Beyond the association’s efforts, many teams, groups, brokerages, and agents rallied in their own way to assist those in need. Trucks were filled, meals were provided, and debris was carried away. This, by no means, should ever be overlooked. Rather, it should shine a light on the outstanding individuals that work in this industry and just how much you care about your communities. Hats off to each and every one of you.
Private Flood Insurance Update
On February 20, 2019, five federal regulatory agencies – the Federal Reserve, FDIC, OCC, Farm Credit, and National Credit Union Administrations – published final regulations clarifying lender acceptance of private flood insurance. These rules will take effect on July 1.
The final regulations implement Section 239 of the Biggert-Waters Reform Act, which generally requires that lenders accept private flood insurance meeting a strict statutory definition. More specifically, the rules:
- Adopt the same definition of private flood insurance as the statute; this definition has been an ongoing source of confusion, particularly for smaller lenders.
- Provide compliance aid for lenders to determine whether a private policy meets the definition and thus must be accepted in satisfaction of federal flood insurance requirements.
- Clarify that lenders have broad discretion to accept private policies that don’t meet the strict definition if the policy provides sufficient protection of the loan consistent with safety and soundness principles.
NAR has been working as part of a coalition to make it easier for lenders to accept private flood insurance, which often offers better coverage at lower cost than the NFIP. Read our latest regulatory comment letter.
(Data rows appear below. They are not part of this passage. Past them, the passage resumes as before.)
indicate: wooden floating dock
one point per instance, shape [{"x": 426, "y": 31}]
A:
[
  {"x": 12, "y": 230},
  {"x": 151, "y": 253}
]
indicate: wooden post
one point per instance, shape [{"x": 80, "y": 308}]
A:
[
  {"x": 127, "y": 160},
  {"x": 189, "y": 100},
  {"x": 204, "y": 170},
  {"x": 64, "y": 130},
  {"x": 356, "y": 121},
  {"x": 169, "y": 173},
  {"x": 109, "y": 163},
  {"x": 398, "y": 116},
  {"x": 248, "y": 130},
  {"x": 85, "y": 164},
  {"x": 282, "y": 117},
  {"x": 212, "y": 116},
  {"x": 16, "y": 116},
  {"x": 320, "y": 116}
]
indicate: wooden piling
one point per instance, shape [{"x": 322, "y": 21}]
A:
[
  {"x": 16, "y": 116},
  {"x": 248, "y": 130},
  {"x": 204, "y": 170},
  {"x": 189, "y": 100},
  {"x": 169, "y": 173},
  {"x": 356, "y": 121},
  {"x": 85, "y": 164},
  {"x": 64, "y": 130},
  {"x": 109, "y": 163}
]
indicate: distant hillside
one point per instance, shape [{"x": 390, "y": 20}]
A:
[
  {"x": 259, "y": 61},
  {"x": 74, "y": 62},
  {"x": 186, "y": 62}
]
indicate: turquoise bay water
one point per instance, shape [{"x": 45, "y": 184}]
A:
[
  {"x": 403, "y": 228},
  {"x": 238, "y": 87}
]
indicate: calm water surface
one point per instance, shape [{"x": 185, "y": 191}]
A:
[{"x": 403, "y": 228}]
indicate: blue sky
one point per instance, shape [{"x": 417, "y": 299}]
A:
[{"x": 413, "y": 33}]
These rules do provide lenders with important clarifications, compliance aid and regulatory certainty. They do not change FEMA or FHA guidelines that generally fail to recognize private flood insurance policies for purposes of federal assistance.
NAR will continue working with Congress and the Administration to clarify any remaining issues of continuous private flood insurance coverage and address these issues as part of NFIP reauthorization and reform legislation.
House Committee Passes Flood Bill
On June 12, 2019, by a unanimous vote of 59 to 0, the House Financial Services Committee approved HR 3167: the National Flood Insurance Program (NFIP) Reauthorization Act, sending the bill to the U.S. House of Representatives for consideration.
The NFIP Reauthorization Act would extend the program for five years and include significant reforms to strengthen flood mapping, enhance mitigation investments and remove several barriers to private flood insurance options. It easily cleared the first hurdle of the legislative process because it was the product of extensive, bipartisan negotiations between Chairwoman Maxine Waters (D-CA) and Ranking Member Patrick McHenry (R-NC).
NAR supported committee passage because the bill represents a long-term solution to NFIP and a breakthrough of the two-year deadlock that has resulted in 12 short-term extensions and two brief lapses so far. The bill is not only a sensible, bipartisan pathway forward, but also includes numerous NAR-championed provisions and is consistent with long-standing NAR policy principles.
Next, the House of Representatives must vote on the measure but the timing is not yet clear. NAR will urge the House to take up the NFIP Reauthorization Act at the first available opportunity and move the bill to the United States Senate. Currently, NFIP’s flood-insurance-writing authority is next set to expire on September 30, 2019.
Congress Passes VA Loan Bill
The President is expected to sign H.R. 299, the “Blue Water Navy Vietnam Veterans Act.” This legislation includes language which will eliminate the cap on the VA home loan guarantee. Veterans, under this legislation, will be able to purchase any home they qualify for using the VA home loan (with zero down payment).
As introduced, the legislation would slightly increase some of the guarantee fees for all veterans using the VA loan program, in order to pay for the healthcare component. NAR opposed this language, and in conjunction with other groups, was able to mitigate the impact of these increases. NAR will continue to work with the VA on implementing the loan limit provision and assuring all veterans have access to the home loan benefit.
Ohio REALTORS® provided a video update on the state budget and how that may impact the real estate industry. Watch below:
Numerous discussions have taken place about how to move on from the Memorial Day tornadoes. One outcome from these discussions occurred on June 25th, as the Dayton City Commission voted to waive the demolition permit fees for those impacted. It’s estimated that 1,000 structures will need to be torn down in Dayton.
In addition, Montgomery County Auditor Karl Keith and Montgomery County Treasurer Russ Joseph announced that they will be working together to ease the tax burdens on those impacted by the tornadoes. As Ohio REALTORS® has noted, the county auditor has the authority to evaluate properties that incur damage from fires and natural disasters.